Unsere haltbaren Vorräte haben wir zu Beginn der Reise aufgestockt. Frischen Fisch, Obst und Gemüse, aber auch T-Shirts und Schmuck gibt’s auf den örtlichen Märkten oder direkt bei den einheimischen Verkäufern, die den Seglern mit ihren bunten Holzbooten bereits entgegen kommen. Gegen ein Trinkgeld sind sie auch beim Anlegen an der Boje behilflich, bieten Ausflüge an und erzählen bei einem Bier gerne vom karibischen Leben. Das Feilschen um den Preis sollte man dennoch nicht vergessen. 

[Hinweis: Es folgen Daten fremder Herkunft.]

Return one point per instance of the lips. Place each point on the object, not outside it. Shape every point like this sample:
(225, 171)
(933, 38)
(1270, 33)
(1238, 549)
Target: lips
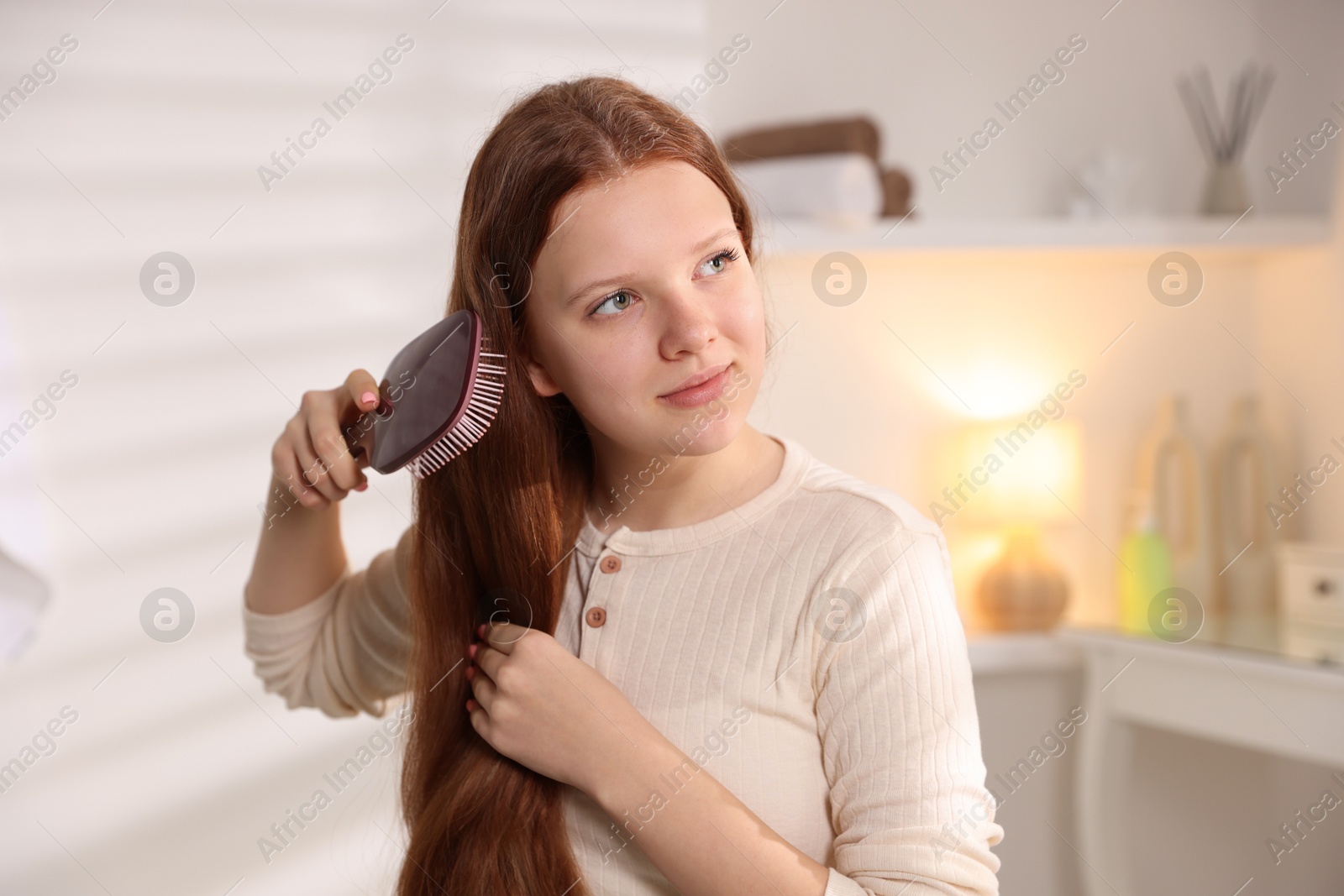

Problems in Paradise Kostbar und wertvoll können auch die Bojen sein. Frühes Aufstehen lohnt sich beim Segeln, nicht nur wegen dem Sonnenaufgang, denn auch andere Segler wissen, wo es schön ist. In manchen Buchten oder Naturschutzgebieten kann oder darf man aufgrund der Strömung (oder weil man sich in einem Naturschutzgebiet befindet) nicht ankern. Gebühren werden für Bojen, Häfen und auch bei der Einreise verlangt. Da wir auf unserer Tour verschieden Landesgrenzen überschreiten, muss sich der Skipper sobald wir an Land gehen beim Zollamt melden und entsprechend ein- und ausdeklarieren. 

Mit dem Dingi (Schlauchboot) geht’s an Land. Von exquisiten Privatinseln über kuriose Segler-Städtchen (Bequia), verlassene Filmkulissen (in der Wallilabou Bay drehte Johnny Depp Fluch der Karibik) bis hin zum quirligen Stadtleben in Georgetown sind die Landgänge sehr abwechslungsreich. Einen Cocktail zum Sonnenuntergang sollte man in keiner Bucht verpassen, ob in der edlen Piano Bar (Petit St. Vincent) oder der halbverfallenen Strandbar in der Piratenbucht: «Auch the paradise hat  problems»,  wie der Barbesitzer erzählt. 

Davon merken wir natürlich wenig. Unsere Probleme haben sich reduziert: wohin segeln wir, was wird gegessen, was gelesen – den Alltag haben wir Seemeilen hinter uns gelassen. Beim Schnorcheln beobachten wir Schildkröten und neben dem Boot schwimmen Delfine. Zugegeben, etwas Geduld und Toleranz kann dennoch nicht schaden, denn egal ob mit Freunden oder Fremden, der Platz auf dem Boot ist beschränkt. Wer die Möglichkeit hat, sollte daher den Katamaran nicht voll besetzen. Denn so findet sich für jeden das passende Plätzchen. Vielleicht am Steuer, mit einem Buch auf der Liege oder direkt am Bug mit Aussicht auf das weite Meer. Übrigens, hier vergisst man fast alles, auch den flauen Magen zu Ferienbeginn. «

Linda Panchyrz


Das passende Boot

Die weltweit grössten Segelboot Companies sind Moorings, Sunsail und VPM-Bestsail (www.moorings.com, www.sunsail.com, www.vpm.fr). Sie bieten sowohl Bareboat- als auch Crewed-Charter an. Man kann hier also nur das Boot, oder gleich Skipper und Hostesse mitbuchen. Daneben gibt es viele kleinere Anbieter, die kommen und auch wieder gehen. Tiefere Kenntnis des Marktes haben Agenturen, die mehrere Chartercompanies vertreten und auch «Kojencharter» anbieten. Hierzu zählen zum Beispiel Ägäis-Yachting (www.aegaeis.ch), 4-Oceans (www.4-oceans.ch), Barone Yachting (www.barone.de), My Charter (www.mycharter.ch) oder Nautic Travel (www.nautictravel.ch).